Prof. Dr. Khoirul Anwar merupakan seorang ilmuwan top di Jepang yang berasal dari Dusun Jabon, Desa Juwet, Kecamatan Kunjang, Kabupaten Kediri, Jawa timur dimana telah memegang dua hak paten penting di bidang telekomunikasi. Khoirul adalah lulusan Jurusan Elektro, Institut Teknologi Bandung dengan cum laude di tahun 2000. Meraih gelar master dan doktor dari Nara Institute Science and Technology ( NAIST ) pada tahun 2005 dan 2008.
Profesor kelahiran Kediri tahun 1978 itu menemukan metode komunikasi yang lebih cepat dengan energi yang lebih sedikit dalam keterbatasan kanal komunikasi. Dia mengurangi daya transmisi, hasilnya kecepatan data yang dikirim meningkat. "Sistem ini mampu menurunkan energi sampai 5dB atau 100 ribu kali lebih kecil dari yang diperlukan sebelumnya," katanya.
Ternyata penemuan hebat anak dari almarhum Sudjianto dan Siti Patmi ini terinspirasi dari film animasi untuk anak-anak.
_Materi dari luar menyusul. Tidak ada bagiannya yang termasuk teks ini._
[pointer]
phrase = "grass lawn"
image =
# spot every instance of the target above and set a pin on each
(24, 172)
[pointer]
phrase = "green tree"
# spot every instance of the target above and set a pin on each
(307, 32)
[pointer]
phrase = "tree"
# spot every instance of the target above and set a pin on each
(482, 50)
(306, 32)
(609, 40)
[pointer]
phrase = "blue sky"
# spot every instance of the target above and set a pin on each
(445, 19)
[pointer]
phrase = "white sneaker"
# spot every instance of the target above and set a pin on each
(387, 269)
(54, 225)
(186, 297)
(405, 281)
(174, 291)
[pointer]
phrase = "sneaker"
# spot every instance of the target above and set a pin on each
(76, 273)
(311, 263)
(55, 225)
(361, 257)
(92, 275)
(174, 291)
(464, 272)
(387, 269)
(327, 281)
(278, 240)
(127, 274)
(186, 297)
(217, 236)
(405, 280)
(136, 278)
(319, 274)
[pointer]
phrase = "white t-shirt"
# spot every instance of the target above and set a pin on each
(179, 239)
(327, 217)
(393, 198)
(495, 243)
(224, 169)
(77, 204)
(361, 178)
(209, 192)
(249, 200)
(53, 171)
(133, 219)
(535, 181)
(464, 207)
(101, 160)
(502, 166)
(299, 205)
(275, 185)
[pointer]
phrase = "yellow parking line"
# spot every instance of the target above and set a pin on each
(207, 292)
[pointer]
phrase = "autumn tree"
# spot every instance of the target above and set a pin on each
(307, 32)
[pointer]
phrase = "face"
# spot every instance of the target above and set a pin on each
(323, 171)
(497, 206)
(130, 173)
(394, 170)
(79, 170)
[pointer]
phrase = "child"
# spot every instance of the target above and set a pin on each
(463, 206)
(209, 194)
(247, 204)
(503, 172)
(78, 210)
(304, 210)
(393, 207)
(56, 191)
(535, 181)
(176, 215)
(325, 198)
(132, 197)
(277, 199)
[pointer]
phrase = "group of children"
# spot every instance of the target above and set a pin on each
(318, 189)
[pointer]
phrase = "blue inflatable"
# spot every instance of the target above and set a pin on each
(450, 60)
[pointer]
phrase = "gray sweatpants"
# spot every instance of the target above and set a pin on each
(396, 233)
Dragon Ball, sebuah film anime Jepang yang kerap ia tonton jadi sumber inspirasinya. "Ketika Goku (tokoh utama Dragon Ball) akan melayangkan Spirit Ball yang merupakan jurus terdahsyatnya, Goku akan menyerap semua energi makhluk hidup di alam sehingga menghasilkan energi yang luar biasa," katanya.
Konsep itu, lanjut Khoirul, diturunkan formula matematikanya untuk diterapkan pada penelitian. Jurus Spirit Ball dianalogikan sebagai turbo equalizer yang mampu mengumpulkan seluruh energi dari blok transmisi yang ter-delay, maupun blok transmisi terdahulu, untuk melenyapkan distorsi data akibat interferensi gelombang.
"Kini sebuah sinyal yang dikirimkan secara nirkabel, tak perlu lagi diperisai oleh guard interval untuk menjaganya kebal terhadap delay, pantulan, dan interferensi. Awalnya hal itu dianggap tak mungkin di dunia telekomunikasi," katanya.
Lebih lanjut Khoirul mengatakan bahwa guard interval merupakan sesuatu yang tidak berguna di perangkat penerima. "Selain hanya untuk pembatas, mengirimkan power untuk sesuatu yang tidak berguna adalah sia-sia," imbuh suami dari Sri Yayu Indriyani.
Metode ala jurus Dragon Ball ini bisa dibilang mampu memecahkan masalah transmisi nirkabel. Apalagi temuan ini bisa diterapkan pada hampir semua sistem telekomunikasi, termasuk GSM, CDMA, dan cocok untuk diterapkan pada sistem 4G yang membutuhkan kinerja tinggi dengan tingkat kompleksitas rendah.
Menurut Khoirul, dalam penerapannya metode ini mampu menjawab masalah telekomunikasi di kota besar yang punya banyak gedung pencakar langit maupun di pegunungan. "Sebab di daerah itu biasanya gelombang yang ditransmisikan mengalami pantulan dan delay lebih panjang," katanya.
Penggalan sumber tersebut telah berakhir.